Le projet de loi portant sur les statuts des officiers de réserve et des personnels militaires a été présenté, puis débattu, hier, à l’Assemblée populaire nationale (APN).
Il s’agit d’un texte qui complète la loi en vigueur, ne régissant jusque-là que les militaires en poste. Il prévoit des sanctions sévères aux retraités aux tuniques vertes, parmi ceux qui font fi au devoir de réserve et de retenue.

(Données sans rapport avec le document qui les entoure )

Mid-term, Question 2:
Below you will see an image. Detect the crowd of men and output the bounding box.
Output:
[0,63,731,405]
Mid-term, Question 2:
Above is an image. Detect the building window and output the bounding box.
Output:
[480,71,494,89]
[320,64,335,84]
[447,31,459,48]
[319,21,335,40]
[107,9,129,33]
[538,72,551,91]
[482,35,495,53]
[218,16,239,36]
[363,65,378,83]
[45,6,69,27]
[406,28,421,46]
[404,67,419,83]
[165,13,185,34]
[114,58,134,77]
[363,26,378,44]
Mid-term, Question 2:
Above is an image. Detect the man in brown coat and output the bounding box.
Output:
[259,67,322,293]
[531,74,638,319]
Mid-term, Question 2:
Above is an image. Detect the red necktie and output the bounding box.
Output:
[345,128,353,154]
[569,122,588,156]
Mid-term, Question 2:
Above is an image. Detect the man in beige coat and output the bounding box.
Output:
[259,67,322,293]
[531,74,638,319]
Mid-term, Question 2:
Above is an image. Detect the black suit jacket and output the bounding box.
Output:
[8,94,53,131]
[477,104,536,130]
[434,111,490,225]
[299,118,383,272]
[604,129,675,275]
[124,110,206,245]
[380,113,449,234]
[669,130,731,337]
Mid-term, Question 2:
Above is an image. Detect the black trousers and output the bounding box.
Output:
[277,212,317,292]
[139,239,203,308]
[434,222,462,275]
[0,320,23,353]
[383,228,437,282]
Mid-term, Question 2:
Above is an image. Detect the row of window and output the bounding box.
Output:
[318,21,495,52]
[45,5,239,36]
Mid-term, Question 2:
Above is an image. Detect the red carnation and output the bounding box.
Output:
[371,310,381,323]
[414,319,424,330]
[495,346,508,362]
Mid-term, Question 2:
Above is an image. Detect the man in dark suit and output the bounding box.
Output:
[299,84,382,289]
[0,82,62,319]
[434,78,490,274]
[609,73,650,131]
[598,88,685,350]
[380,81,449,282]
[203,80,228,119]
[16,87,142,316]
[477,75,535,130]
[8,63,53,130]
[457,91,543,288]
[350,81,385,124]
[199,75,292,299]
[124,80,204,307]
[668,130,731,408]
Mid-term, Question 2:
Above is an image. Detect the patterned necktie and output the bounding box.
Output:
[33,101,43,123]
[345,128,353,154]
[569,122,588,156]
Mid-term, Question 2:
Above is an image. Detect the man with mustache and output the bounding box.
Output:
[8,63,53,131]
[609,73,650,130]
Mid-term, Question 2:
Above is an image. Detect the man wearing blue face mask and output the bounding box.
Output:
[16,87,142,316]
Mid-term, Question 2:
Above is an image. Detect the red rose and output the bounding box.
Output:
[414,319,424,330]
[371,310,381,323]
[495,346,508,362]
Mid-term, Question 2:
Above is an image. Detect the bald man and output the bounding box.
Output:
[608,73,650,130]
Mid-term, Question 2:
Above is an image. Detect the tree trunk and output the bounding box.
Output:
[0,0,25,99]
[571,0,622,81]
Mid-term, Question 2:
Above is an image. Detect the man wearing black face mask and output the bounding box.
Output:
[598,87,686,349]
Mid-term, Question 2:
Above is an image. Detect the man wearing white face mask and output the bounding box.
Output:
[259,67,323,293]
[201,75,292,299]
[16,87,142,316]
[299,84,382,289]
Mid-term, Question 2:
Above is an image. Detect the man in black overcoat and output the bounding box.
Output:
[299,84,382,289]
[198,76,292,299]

En effet, d’aucuns qualifient le projet d’une loi qui vient pour «faire taire les généraux à la retraite», dont certains, faut-il le rappeler, interviennent dans le débat public et viennent occuper les devants de la scène nationale, à chaque fois qu’une question fait l’objet de polémique. Se présentant en tant qu’ex-gradés de l’Armée nationale populaire (APN), ces vétérans militaires s’expriment en général sur des questions politiques et/ou sécuritaires, voire même prendre position dans certains cas de figure. Une sorte d’«immixtion» des militaires dans la vie politique qui n’a pas été du goût des défenseurs de l’État civil, dont la Constitution de 2016 est présentée comme étant l’avènement constitutionnel consacrant ce principe, dont ce projet en question vient, donc, pour la mise en œuvre des dispositions y afférentes incorporées dans la loi fondamentale du pays. Après son examen par la commission de la Défense nationale de l’APN, le 7 juin dernier, le texte a été soumis au débat des députés avant qu’il ne soit adopté le 27 juin prochain. Dans son préambule, il est mentionné que l’objectif de cette loi est «la consolidation des lois en vigueur en matière de l’obligation de réserve pour les militaires et la préservation de l’image de l’ANP dans la société». Ainsi, réaffirmer les missions constitutionnelles de l’Institution militaire, qui est «au service exclusif de la République» et sa préservation des luttes claniques et politiciennes, ont été rappelé dans le préambule du document, faisant valoir tout aussi l’importance du devoir de réserve pour les militaires. Pour les initiateurs de projet, le crédo militaire est basé sur la retenue et la discipline, et de mettre en garde que la transgression de ces principes représente «une atteinte à l’honneur de l’Armée, sa dignité, son image, ainsi que celles des Institutions de l’État». Qu’en-est-t-il de nouveau dans cette loi ? L’article 24 de la loi en vigueur stipule que «le militaire est tenu de respecter l’obligation de réserve en tout lieu et toute circonstance». Le projet prévoit un additif où il est précisé que le militaire «est tenu de s’interdire tout acte ou comportement de nature à porter atteinte à l’honneur et à la dignité de son statut, ou bien à l’encontre de l’Institution militaire et son image».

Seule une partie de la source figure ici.